Well it was cheaper than an electric winch! $AU40.00 on Ebay.  It's actually a boat winch!
I'll post some more photos later. I need to have another look at my pulley setup.  Wife's cousin's son in law is calling round next weekend to advise on the best course of action.


----------



## Big Ed

Wesley posted this thread 12/04/ 2014 and has not been back (logged on) since 12/08 2014.
I guess he has e mail notifications shut off?
You can try sending him a PM with a link to this thread?
Here send him this, http://www.modeltrainforum.com/showthread.php?t=25819

Maybe he will come back and answer.


Maybe he was collateral damage from the site dropping bombs on spammers?
I am talking about this,
http://www.modeltrainforum.com/showthread.php?t=41874

I wonder how many are affected when this is done, it would account for some who never come back to the site.
Maybe they just give up?

Try to send him a PM to entice him to come back and post some more pictures.


----------



## ianb26

Yay! Winching system all finished. Only have to install some chain now to hold the layout and take the weight off the pulleys when it is raised up. Don't want it dropping on the bonnet of my car!!!!!

Had to change the mounting of the pulley at the winch end as the pressure started to bend the fixing, replaced the eye bolt with a short length of 25mm x 25mm x 3mm angle iron. (see photos 0093 & 0094).

I can now start on the underboard wiring. 

Latest photos attached.


----------



## Cycleops

Impressive mechanism! Wish I had a garage like that.


----------



## gunrunnerjohn

Nicely done. I inserted the pictures in-line for you.


----------



## ianb26

gunrunnerjohn said:


> Nicely done. I inserted the pictures in-line for you.


Thanks John. I am quite pleased with the result. It's taken awhile (and a bit of that thing they call money)! BTW How do you get them in line like that?

Thanks


----------



## gunrunnerjohn

Once you have attached the pictures to a post, just click the paperclip icon on the top of the toolbar. You'll see a list of your pictures, and at the bottom you'll see the *Insert All* link. If you click that, it'll insert all the pictures at the cursor location in the message. You can also click them one at a time and insert them in various locations in the message.


----------



## SantaFeJim

[QUOTE
























*I hope the brakes are good on your Jeep.*


----------



## RailRider777

Wow, looks like a very cool idea, and well executed! Good work!


----------



## ianb26

To SantaFeJim: Those picture you reposted are not of my layout.
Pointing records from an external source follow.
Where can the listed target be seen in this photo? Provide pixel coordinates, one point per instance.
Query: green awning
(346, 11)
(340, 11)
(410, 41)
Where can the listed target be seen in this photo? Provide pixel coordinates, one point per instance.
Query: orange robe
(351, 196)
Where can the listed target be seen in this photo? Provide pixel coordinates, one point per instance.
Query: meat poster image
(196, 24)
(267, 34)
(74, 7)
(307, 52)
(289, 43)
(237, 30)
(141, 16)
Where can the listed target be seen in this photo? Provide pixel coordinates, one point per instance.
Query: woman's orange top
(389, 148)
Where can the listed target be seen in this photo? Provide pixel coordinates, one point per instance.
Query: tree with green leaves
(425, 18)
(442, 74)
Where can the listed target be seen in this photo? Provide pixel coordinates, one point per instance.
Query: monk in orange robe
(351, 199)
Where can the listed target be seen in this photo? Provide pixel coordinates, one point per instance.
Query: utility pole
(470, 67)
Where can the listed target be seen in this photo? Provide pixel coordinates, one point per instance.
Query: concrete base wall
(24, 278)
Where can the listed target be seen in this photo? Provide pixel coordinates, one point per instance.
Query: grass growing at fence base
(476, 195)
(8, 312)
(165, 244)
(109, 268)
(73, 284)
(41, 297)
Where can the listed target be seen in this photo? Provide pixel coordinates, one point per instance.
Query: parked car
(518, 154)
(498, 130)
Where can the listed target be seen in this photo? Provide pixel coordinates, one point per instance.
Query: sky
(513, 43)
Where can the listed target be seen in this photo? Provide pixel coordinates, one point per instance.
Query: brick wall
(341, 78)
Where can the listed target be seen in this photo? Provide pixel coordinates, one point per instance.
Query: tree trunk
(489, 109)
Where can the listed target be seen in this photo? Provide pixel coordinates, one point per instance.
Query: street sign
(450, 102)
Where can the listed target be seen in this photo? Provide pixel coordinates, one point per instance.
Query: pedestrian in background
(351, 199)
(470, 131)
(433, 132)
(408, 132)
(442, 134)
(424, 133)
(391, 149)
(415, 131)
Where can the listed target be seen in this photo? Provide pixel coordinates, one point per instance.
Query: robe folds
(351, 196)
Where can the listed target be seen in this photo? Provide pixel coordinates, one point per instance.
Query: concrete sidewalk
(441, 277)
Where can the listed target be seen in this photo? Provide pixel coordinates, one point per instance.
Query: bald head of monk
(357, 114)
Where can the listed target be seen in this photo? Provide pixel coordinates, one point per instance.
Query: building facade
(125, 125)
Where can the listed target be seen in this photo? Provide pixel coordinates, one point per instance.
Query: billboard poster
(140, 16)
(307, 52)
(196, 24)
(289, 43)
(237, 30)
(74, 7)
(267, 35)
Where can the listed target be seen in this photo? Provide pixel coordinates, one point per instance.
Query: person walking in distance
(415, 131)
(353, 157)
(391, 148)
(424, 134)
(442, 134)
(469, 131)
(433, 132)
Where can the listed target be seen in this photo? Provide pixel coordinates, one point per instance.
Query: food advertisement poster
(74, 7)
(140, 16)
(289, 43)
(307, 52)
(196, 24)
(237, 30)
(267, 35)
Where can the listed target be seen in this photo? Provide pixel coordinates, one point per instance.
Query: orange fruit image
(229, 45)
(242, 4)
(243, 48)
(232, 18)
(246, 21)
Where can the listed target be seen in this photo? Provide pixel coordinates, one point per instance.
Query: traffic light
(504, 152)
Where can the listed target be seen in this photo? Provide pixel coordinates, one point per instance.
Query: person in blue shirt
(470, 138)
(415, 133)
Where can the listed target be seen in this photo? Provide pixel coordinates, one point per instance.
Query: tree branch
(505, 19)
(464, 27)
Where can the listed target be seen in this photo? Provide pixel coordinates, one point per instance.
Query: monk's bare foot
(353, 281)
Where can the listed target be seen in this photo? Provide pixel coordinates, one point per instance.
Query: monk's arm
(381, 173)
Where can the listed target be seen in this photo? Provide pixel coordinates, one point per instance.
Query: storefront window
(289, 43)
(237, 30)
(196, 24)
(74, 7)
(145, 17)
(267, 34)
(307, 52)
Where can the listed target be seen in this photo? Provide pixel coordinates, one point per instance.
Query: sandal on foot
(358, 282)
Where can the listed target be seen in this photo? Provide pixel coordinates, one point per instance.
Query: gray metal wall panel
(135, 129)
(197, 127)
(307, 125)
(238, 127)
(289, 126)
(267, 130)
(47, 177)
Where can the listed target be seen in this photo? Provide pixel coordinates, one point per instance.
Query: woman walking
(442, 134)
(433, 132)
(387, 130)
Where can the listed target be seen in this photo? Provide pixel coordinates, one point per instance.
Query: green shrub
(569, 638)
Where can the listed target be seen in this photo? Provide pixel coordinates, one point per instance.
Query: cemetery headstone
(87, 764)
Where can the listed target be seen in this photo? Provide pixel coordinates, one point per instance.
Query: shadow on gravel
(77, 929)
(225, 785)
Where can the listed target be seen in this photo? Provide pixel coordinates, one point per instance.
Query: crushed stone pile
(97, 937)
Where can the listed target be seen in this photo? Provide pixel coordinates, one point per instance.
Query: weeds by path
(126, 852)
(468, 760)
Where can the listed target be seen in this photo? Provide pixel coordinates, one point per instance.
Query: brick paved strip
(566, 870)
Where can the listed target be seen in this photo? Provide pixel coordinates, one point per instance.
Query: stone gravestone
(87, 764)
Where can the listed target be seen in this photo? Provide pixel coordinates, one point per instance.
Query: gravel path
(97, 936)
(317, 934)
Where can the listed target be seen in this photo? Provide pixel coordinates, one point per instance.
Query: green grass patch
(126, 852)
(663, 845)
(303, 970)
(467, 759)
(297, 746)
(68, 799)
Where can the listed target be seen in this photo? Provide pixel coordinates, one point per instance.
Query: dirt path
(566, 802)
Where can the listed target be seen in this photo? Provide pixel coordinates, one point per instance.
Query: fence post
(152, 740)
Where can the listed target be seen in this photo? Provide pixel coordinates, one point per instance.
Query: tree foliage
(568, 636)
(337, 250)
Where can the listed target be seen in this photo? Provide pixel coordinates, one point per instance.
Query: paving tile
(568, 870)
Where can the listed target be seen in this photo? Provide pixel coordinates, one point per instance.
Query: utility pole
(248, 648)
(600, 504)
It only gave me the idea for my lifting system.



RailRider777 said:


> Wow, looks like a very cool idea, and well executed! Good work!


Thanks, I presume you mean my pictures and not the ones reposted by SantaFeJim?

Once I have the safety chains fitted I will post another couple of pictures.


----------



## VVARADY

*winch and cable info*

Hi,
Thanks for responding with all the nice photos.
Could you tell me the cable gauge and info on the winch(type, where purchased etc.).

How much does your layout weigh ?

Thanks again,

Vic


----------



## ianb26

VVARADY said:


> Could you tell me the cable gauge and info on the winch(type, where purchased etc.).
> 
> How much does your layout weigh ?


Hi Vic,

I'm not sure of the cable gauge, but it is 3mm diameter wire rope. The winch is a hand operated boat winch which I purchased on eBay for $AU40.00.

The layout weight I don't know, but it is easily lifted by 2 persons, one on each end. I attempted to weigh it at one stage but I couldn't read the scales as they were not visible under it. 

I'm not sure how to weigh it so I can read the scales. 

Hope this helps in some way.


----------



## wesleyb420

Hey everyone! I will post some photos of the whole system tomorrow and thanks for all the complements and glad some people have gone out on their own journey.


----------



## wesleyb420




----------



## wesleyb420

So I didn't use wire to suspend the table...too cumbersome and paracord does the job very well...and you can put in a second line for a backup. It can be disconnected easily and the knot is a boline...so it isn't going anywhere. Pulleys with an eye hook to combine all the line onto the winch hook. I think all the stuff cost me under 60$


----------